There are plenty of reasons to visit Cape Town, at the southern tip of South Africa, in the spring. It’s the so-called off-season, so it’s not crammed with summer tourists. Flights are cheaper. And the flowers. The Western and Northern Cape provinces on South Africa’s west coast host one of the world’s most magnificent floral displays from late winter through September. For foragers, another motivation for the trip is feldkhoor (officially FELT-khoowill). This native vegetable is the bud of several species of Trachyandra, a strap-leafed geophyte that grows in sandy areas along beaches, grasslands, roadsides and in some urban outdoor gardens.
Join me on a culinary adventure by the springs of Cape Town.
Photography by Marie Viljoen.
The unflowered buds of Beldkohl are reminiscent of asparagus and are sometimes called wild asparagus, although this is botanically less accurate than the more common Afrikaans name, which translates as field cabbage or meadow cabbage. The tender bud season lasts for several weeks during which the various species of Trachyandra flower. This inconspicuous, hardy plant has the potential to become a cultivated seasonal crop in the winter-rainfall regions of South Africa, even as development reduces the native ranges.

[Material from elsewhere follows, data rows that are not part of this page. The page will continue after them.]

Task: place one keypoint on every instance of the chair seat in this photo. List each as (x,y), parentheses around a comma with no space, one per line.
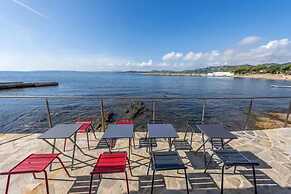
(124,121)
(34,163)
(182,145)
(85,126)
(234,157)
(146,142)
(167,161)
(104,144)
(110,163)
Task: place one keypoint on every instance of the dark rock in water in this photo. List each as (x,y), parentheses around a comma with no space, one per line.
(108,118)
(136,109)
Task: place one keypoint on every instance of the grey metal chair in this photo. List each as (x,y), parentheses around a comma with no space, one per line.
(185,144)
(161,161)
(233,158)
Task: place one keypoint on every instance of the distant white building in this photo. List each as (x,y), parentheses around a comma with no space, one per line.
(220,74)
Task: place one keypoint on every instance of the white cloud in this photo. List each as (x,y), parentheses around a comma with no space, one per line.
(249,40)
(277,51)
(276,44)
(172,56)
(29,8)
(191,56)
(274,51)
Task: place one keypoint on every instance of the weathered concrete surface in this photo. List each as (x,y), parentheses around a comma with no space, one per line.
(271,147)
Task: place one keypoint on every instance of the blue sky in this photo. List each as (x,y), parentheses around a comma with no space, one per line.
(114,35)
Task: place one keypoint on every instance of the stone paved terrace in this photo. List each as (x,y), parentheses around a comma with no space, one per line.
(272,148)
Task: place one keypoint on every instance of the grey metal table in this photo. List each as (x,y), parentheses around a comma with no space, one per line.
(162,131)
(214,131)
(64,131)
(119,131)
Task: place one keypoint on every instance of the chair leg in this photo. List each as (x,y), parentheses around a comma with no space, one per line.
(7,184)
(208,163)
(153,180)
(222,176)
(46,182)
(63,166)
(186,179)
(254,177)
(88,144)
(93,131)
(128,162)
(91,180)
(65,144)
(149,166)
(126,182)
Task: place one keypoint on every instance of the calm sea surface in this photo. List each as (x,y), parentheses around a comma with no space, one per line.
(29,115)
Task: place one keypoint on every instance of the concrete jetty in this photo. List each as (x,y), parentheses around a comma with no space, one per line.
(15,85)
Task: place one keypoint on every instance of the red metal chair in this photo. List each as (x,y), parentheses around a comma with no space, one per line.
(86,127)
(125,121)
(108,163)
(34,163)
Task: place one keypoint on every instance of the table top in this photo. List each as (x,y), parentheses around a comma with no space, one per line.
(216,131)
(115,131)
(61,131)
(162,131)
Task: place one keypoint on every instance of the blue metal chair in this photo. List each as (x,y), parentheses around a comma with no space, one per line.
(161,161)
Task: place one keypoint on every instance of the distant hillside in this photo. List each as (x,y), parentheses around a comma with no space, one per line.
(272,68)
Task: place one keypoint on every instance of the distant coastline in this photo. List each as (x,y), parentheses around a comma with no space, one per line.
(268,71)
(266,76)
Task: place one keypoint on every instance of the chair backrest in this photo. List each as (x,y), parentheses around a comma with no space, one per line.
(156,122)
(124,121)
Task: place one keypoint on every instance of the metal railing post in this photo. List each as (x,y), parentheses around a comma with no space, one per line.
(102,116)
(203,111)
(49,118)
(288,113)
(154,111)
(248,115)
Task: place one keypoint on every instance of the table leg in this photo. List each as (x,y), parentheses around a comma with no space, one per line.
(170,144)
(151,147)
(76,145)
(53,151)
(66,155)
(74,150)
(129,148)
(204,151)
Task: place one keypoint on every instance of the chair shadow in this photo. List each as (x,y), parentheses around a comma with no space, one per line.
(102,144)
(252,156)
(145,183)
(202,182)
(262,179)
(82,185)
(197,160)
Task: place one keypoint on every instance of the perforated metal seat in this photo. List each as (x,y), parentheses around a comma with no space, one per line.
(114,162)
(171,160)
(34,163)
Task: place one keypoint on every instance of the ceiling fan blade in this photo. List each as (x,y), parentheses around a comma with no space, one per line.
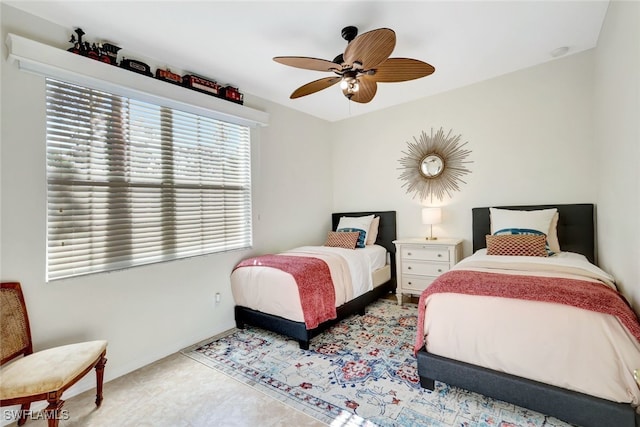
(401,69)
(371,48)
(315,86)
(367,89)
(308,63)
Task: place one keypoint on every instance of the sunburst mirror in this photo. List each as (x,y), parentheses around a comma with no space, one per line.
(433,165)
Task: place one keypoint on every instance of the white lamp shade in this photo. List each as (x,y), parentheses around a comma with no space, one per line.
(431,216)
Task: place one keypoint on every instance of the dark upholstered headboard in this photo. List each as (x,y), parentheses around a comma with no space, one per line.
(386,231)
(576,226)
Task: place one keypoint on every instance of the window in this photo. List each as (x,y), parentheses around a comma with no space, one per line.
(132,183)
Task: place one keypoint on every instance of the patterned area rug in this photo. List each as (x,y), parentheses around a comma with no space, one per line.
(360,372)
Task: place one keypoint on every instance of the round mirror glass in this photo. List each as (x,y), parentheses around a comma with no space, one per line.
(431,165)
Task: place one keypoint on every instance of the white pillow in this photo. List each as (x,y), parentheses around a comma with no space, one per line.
(543,220)
(539,220)
(360,224)
(372,234)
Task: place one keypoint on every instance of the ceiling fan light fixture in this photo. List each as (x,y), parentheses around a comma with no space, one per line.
(364,63)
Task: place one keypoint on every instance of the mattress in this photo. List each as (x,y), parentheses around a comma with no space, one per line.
(272,291)
(562,345)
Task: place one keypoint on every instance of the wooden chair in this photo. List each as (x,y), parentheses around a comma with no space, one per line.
(43,375)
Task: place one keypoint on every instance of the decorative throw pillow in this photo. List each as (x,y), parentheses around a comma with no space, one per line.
(526,231)
(360,224)
(517,245)
(342,239)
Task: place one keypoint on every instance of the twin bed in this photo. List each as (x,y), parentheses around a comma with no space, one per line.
(548,333)
(268,297)
(535,348)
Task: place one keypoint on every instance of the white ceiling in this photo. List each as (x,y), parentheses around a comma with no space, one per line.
(234,42)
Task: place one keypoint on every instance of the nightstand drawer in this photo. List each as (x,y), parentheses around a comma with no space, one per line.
(416,284)
(424,268)
(425,253)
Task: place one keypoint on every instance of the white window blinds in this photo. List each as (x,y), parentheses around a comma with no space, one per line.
(132,183)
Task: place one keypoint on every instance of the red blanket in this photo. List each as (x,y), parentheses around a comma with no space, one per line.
(577,293)
(312,275)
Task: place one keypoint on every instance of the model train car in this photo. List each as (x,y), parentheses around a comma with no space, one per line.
(168,76)
(202,85)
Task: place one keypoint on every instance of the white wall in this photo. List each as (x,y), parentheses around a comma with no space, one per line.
(530,133)
(617,113)
(146,312)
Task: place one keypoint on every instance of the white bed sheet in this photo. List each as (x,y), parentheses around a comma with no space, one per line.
(569,347)
(273,291)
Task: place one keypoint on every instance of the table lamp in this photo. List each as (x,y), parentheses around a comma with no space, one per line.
(431,216)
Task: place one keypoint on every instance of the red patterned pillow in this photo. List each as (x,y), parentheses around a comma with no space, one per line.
(517,245)
(342,239)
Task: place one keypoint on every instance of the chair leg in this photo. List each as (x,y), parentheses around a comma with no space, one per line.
(100,379)
(52,412)
(24,410)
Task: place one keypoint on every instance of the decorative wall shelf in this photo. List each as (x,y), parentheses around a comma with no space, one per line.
(57,63)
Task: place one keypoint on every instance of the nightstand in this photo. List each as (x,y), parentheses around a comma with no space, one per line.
(420,261)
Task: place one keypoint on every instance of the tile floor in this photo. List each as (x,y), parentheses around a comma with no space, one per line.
(178,392)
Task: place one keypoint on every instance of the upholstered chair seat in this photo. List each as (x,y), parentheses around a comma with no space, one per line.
(27,377)
(49,369)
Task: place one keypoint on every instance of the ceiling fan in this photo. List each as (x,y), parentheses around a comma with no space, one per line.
(364,63)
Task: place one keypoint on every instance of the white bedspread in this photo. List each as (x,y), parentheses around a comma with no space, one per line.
(273,291)
(569,347)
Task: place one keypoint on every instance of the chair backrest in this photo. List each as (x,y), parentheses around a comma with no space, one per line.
(15,334)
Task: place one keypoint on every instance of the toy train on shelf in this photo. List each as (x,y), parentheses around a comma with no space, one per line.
(107,53)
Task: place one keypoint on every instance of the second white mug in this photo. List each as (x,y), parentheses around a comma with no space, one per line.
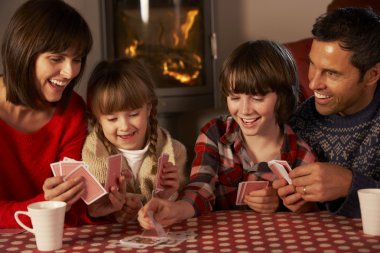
(47,219)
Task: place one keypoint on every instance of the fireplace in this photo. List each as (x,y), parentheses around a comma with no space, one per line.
(174,38)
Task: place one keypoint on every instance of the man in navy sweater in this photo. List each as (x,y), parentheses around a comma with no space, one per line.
(341,122)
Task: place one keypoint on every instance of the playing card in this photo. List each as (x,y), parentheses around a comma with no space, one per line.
(164,158)
(140,242)
(114,165)
(182,235)
(246,187)
(157,226)
(68,159)
(56,168)
(69,166)
(93,189)
(281,169)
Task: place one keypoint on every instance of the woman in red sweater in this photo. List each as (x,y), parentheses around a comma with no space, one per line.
(42,120)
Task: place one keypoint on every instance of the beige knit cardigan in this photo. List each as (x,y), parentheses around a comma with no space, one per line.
(95,155)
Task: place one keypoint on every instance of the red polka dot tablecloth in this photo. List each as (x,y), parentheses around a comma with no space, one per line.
(227,231)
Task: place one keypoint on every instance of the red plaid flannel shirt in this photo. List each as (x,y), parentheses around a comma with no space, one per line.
(222,162)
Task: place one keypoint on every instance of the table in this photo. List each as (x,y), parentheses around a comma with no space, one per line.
(224,231)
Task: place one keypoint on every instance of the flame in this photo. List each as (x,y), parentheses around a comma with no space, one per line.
(172,68)
(132,49)
(190,17)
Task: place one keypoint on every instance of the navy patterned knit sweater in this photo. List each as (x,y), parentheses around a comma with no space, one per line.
(351,141)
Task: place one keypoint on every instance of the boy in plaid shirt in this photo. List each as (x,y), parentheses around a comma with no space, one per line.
(260,83)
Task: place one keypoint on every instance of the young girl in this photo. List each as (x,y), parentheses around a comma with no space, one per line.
(42,120)
(123,114)
(260,83)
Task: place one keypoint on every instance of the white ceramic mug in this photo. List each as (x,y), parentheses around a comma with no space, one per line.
(48,221)
(370,210)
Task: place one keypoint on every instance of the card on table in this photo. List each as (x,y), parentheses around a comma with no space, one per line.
(93,189)
(56,168)
(140,242)
(248,186)
(157,226)
(114,166)
(281,169)
(164,158)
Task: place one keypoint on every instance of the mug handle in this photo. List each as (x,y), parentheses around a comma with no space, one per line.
(17,213)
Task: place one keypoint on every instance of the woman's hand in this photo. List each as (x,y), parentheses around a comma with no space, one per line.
(70,191)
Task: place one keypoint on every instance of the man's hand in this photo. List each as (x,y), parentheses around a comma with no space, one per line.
(319,182)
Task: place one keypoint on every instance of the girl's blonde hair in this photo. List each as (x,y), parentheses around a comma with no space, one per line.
(120,85)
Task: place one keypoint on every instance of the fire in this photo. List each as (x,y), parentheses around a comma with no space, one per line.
(180,64)
(132,49)
(185,28)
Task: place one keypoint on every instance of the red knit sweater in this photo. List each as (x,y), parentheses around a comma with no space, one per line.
(25,161)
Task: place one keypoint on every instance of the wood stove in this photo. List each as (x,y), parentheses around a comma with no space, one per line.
(174,38)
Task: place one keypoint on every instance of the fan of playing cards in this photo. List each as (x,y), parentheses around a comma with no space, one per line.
(279,167)
(70,168)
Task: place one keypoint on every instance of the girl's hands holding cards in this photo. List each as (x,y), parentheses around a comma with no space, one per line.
(263,201)
(129,210)
(110,203)
(169,180)
(70,191)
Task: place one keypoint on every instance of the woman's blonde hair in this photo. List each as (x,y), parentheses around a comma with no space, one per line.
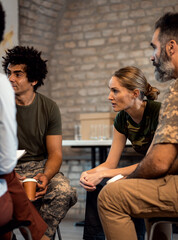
(132,78)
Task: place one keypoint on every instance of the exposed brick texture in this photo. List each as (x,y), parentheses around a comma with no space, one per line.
(85,41)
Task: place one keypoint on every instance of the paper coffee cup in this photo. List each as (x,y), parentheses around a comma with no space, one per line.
(29,185)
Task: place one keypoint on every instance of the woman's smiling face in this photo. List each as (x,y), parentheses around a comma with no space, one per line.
(121,98)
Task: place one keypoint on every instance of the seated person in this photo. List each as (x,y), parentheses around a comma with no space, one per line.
(151,190)
(13,200)
(39,133)
(136,120)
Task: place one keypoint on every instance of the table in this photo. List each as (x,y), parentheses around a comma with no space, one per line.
(102,146)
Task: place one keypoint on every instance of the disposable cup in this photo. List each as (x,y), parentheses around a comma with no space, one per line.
(29,185)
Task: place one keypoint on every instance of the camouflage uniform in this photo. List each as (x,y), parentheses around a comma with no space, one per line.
(118,202)
(59,198)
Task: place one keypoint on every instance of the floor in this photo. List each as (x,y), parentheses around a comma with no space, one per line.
(70,232)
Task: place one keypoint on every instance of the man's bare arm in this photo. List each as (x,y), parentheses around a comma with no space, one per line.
(159,161)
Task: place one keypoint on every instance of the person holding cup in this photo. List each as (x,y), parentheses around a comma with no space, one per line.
(133,98)
(13,199)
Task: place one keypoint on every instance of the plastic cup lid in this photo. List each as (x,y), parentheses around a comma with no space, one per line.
(29,180)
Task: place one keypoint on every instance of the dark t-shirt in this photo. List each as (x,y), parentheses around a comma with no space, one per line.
(141,134)
(35,122)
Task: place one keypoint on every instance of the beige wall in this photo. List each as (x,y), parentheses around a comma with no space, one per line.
(85,41)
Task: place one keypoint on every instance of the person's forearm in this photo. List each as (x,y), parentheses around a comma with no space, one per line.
(125,171)
(157,163)
(52,165)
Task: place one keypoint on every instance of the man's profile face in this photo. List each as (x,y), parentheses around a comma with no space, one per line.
(164,69)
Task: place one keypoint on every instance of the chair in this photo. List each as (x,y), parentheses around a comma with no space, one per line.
(14,224)
(58,233)
(155,221)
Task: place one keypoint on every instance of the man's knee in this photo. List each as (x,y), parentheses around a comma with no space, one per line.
(111,193)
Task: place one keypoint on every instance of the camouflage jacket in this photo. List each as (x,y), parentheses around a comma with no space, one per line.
(167,130)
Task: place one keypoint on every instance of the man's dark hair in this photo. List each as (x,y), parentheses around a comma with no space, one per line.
(2,22)
(168,25)
(35,67)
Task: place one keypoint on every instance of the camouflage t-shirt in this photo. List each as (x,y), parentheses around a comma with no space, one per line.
(167,131)
(141,134)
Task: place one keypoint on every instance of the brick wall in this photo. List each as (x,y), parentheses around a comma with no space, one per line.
(85,41)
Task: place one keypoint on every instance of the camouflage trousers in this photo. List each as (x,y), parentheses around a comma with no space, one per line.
(56,202)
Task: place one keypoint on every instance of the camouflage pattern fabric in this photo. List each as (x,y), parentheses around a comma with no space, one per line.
(60,196)
(167,130)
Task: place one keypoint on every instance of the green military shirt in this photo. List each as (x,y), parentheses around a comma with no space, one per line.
(35,122)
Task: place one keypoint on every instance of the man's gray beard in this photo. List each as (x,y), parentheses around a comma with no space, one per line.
(164,73)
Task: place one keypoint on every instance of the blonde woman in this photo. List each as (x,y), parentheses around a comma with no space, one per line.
(133,98)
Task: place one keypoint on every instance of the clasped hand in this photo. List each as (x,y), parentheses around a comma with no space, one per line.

I first saw the veldkohl on a recent visit to Cape Town, splashing with sea spray on a footpath connecting the False Bay coastal communities of Muizenberg and Kalk Bay. Flanked by railway tracks and kelp-fringed blue waters, the rock-and-sand shoreline retains remnants of coastal vegetation, flanked by paths that lead through urchin- and anemone-filled tidal pools and rock pools, benches where people sit gazing out to sea, and rocks where red-billed African oystercatchers patrol schools of exposed mussels for dinner. The view is beautiful. Amid a blanket of semi-succulent dune spinach (Tetragonia decumbens), slender buds of Trachyandra ciliata, historically called slichol (salad cabbage), were just beginning to bloom. Black-bodied Cape honeybees buzzed above the fragrant flowers.
Two weeks later, hundreds of feet higher, this verdecourt species was blooming profusely in the sooty sand above the bay. The charred skeletons of pincushion proteas stood above lush foliage. Last January and February, these slopes were hit by two fires. Now, after the wettest winter on record, green life is proliferating. Fire can be devastating to humans, but the fynbos biome, like California’s chaparral, has evolved to burn, and its plants depend on it to thrive.
Another useful velvet coeur that grows locally is T. divaricata. I think of it as a smooth velvet coeur because of the thick, shiny stems. However, the plant is known as a sand coeur because it thrives in the deep sand of the dunes. It also sometimes grows unexpectedly in rocky depressions where there is enough gravel for the plant to survive.